Roselawn
Back to E-CASE Neighbors
It's the people that make Roselawn special. The neighborhood is made up of white, blacks, Christian, Jews, and a variety of ethnic groups. They are elderly, young, and midle-aged.
Roselawn is one of Cincinnati's newer neighborhoods. About 70 years ago there were few houses. It was open country for dairies and nurseries. Reading Road was a stagecoach road. People looking for suburban life built houses and apartments in Roselawn in the 1940s. The Valley Shop-In was built in 1949.
It is not only a good place to live, but it has many restaurants, industries, office buildings and community institutions.

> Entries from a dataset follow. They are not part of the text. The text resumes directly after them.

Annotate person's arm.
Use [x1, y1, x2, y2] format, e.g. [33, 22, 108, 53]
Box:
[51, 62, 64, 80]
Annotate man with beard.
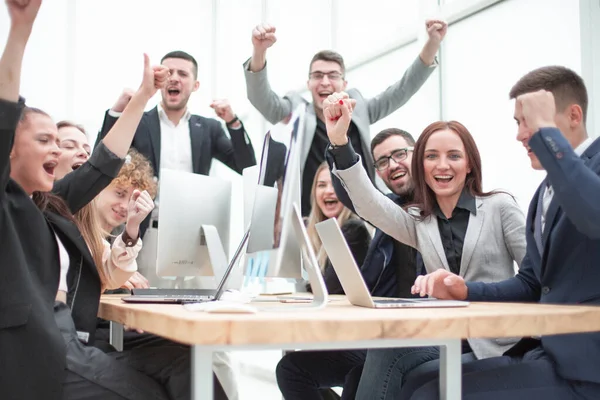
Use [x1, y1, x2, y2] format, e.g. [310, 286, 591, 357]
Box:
[276, 128, 422, 400]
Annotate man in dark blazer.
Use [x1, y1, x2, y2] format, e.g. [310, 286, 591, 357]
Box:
[276, 128, 423, 399]
[96, 51, 256, 235]
[402, 67, 600, 400]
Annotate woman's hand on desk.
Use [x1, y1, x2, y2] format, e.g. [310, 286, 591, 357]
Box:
[411, 269, 467, 300]
[122, 271, 150, 290]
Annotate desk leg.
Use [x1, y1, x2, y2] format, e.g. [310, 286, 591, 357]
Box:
[192, 346, 214, 400]
[440, 340, 462, 400]
[110, 321, 123, 351]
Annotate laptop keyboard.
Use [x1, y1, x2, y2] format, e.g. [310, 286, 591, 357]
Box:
[131, 289, 216, 300]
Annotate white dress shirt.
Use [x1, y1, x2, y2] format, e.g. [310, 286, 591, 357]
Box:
[157, 104, 194, 173]
[542, 138, 594, 232]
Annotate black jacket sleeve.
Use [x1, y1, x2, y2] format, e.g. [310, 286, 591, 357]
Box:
[52, 142, 125, 214]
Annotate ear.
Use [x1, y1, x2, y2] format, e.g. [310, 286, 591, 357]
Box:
[568, 104, 583, 127]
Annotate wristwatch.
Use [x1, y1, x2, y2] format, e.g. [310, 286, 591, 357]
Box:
[121, 230, 140, 247]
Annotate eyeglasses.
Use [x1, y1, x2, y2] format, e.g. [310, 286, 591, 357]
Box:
[308, 71, 344, 82]
[373, 147, 414, 171]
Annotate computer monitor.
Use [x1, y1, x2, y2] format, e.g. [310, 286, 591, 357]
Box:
[156, 169, 231, 287]
[246, 105, 327, 305]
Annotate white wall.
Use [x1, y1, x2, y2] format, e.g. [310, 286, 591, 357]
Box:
[0, 0, 600, 252]
[442, 0, 581, 210]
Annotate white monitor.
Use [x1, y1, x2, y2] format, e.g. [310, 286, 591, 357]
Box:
[246, 109, 304, 278]
[156, 169, 231, 281]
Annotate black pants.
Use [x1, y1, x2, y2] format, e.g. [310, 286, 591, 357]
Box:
[400, 347, 600, 400]
[276, 350, 367, 400]
[54, 302, 227, 400]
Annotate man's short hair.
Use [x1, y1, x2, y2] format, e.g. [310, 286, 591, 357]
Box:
[371, 128, 415, 158]
[308, 50, 346, 76]
[509, 65, 588, 123]
[160, 50, 198, 79]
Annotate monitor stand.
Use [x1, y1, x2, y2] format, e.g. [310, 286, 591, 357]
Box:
[168, 225, 227, 289]
[259, 203, 329, 312]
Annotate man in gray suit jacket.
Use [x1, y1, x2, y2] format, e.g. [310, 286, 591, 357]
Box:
[244, 20, 447, 216]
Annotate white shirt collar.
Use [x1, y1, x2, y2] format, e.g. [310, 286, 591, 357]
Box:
[574, 138, 594, 157]
[157, 103, 192, 123]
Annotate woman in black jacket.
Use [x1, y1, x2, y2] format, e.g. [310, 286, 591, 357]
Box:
[0, 0, 225, 400]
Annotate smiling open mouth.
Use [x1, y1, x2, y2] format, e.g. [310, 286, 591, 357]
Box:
[390, 171, 406, 181]
[433, 175, 454, 183]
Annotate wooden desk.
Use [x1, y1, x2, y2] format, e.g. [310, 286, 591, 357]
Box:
[99, 295, 600, 400]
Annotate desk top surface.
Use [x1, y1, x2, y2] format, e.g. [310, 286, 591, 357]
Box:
[99, 295, 600, 345]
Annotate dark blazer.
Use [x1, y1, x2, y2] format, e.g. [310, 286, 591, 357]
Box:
[325, 151, 425, 297]
[0, 95, 123, 399]
[96, 107, 256, 237]
[323, 218, 371, 294]
[52, 143, 124, 345]
[467, 128, 600, 383]
[0, 100, 66, 400]
[96, 107, 256, 177]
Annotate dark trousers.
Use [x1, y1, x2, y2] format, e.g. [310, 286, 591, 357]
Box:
[400, 347, 600, 400]
[276, 350, 366, 400]
[54, 302, 227, 400]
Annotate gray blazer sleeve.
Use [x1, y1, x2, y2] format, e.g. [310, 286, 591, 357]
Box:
[244, 59, 306, 124]
[367, 56, 437, 124]
[499, 193, 526, 267]
[331, 161, 418, 248]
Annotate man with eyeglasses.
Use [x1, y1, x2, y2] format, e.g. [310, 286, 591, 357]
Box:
[276, 128, 423, 400]
[244, 20, 447, 216]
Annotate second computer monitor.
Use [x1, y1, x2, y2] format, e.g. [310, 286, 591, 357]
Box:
[246, 107, 304, 278]
[156, 169, 231, 278]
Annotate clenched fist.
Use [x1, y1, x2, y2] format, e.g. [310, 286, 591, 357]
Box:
[252, 24, 277, 52]
[210, 99, 235, 124]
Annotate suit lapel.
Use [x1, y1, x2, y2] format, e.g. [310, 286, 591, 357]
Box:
[147, 107, 160, 176]
[189, 115, 205, 174]
[460, 198, 485, 277]
[421, 219, 450, 271]
[44, 212, 102, 279]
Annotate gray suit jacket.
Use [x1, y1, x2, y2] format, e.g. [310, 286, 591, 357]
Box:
[244, 57, 437, 180]
[332, 162, 525, 359]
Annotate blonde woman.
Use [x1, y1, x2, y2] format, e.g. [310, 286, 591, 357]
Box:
[55, 121, 155, 291]
[306, 162, 371, 294]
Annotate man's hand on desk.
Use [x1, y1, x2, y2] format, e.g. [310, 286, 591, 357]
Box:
[411, 269, 467, 300]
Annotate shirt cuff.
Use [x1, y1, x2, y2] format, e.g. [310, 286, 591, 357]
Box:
[327, 141, 359, 169]
[108, 110, 123, 118]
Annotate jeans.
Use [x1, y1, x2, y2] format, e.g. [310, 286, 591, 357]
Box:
[276, 350, 366, 400]
[398, 347, 600, 400]
[356, 346, 475, 400]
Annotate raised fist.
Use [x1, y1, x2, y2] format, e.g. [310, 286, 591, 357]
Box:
[252, 24, 277, 52]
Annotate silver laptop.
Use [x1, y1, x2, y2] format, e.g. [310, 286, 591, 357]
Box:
[316, 218, 469, 308]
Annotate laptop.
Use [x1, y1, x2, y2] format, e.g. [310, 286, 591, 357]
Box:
[316, 218, 469, 308]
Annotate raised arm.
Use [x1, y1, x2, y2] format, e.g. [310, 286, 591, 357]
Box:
[52, 55, 168, 213]
[244, 24, 292, 124]
[210, 99, 256, 174]
[94, 89, 135, 147]
[516, 90, 600, 239]
[367, 20, 448, 124]
[0, 0, 41, 197]
[323, 93, 418, 248]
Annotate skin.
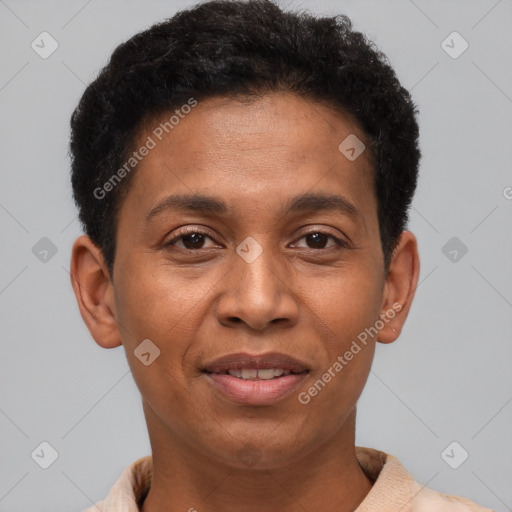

Northward from the city gate out Reading Way on the old stage route travelled by Dickens, Adams, Clay and Webster, one comes upon
"
Roselawn Tavern"
at the sign of the well where
tradition and hospitality blend in an atmosphere both ancient and modern.
   Rostlawn is a community of churches and synogogues. Some of them are: Allen Temple African Methodist Episcopal Chruch, Our Mother of Sorrows Church, Roselawn Lutheran Church, and Roselawn Synogogue.
  The Miami and Erie Canal ran near Roselawn, where I 75 is now. That's how goods were moved from the farms to the Ohio River. When the highway was built about 50 years ago, the Roselawn boys and others would drag race on the first sections of the road. 
In the valley there were trees with vines that kids used to swing on like Tarzan.
Until 1953 Swifton and Huntington Meadows were part of a dairy farm. Hillcrest Shopping Center was a 9 hole golf course ending about where the park is now.
The site of Woodward High School had been a farm in the 30's and 40's and the owner was flying a red airplane there around 1945.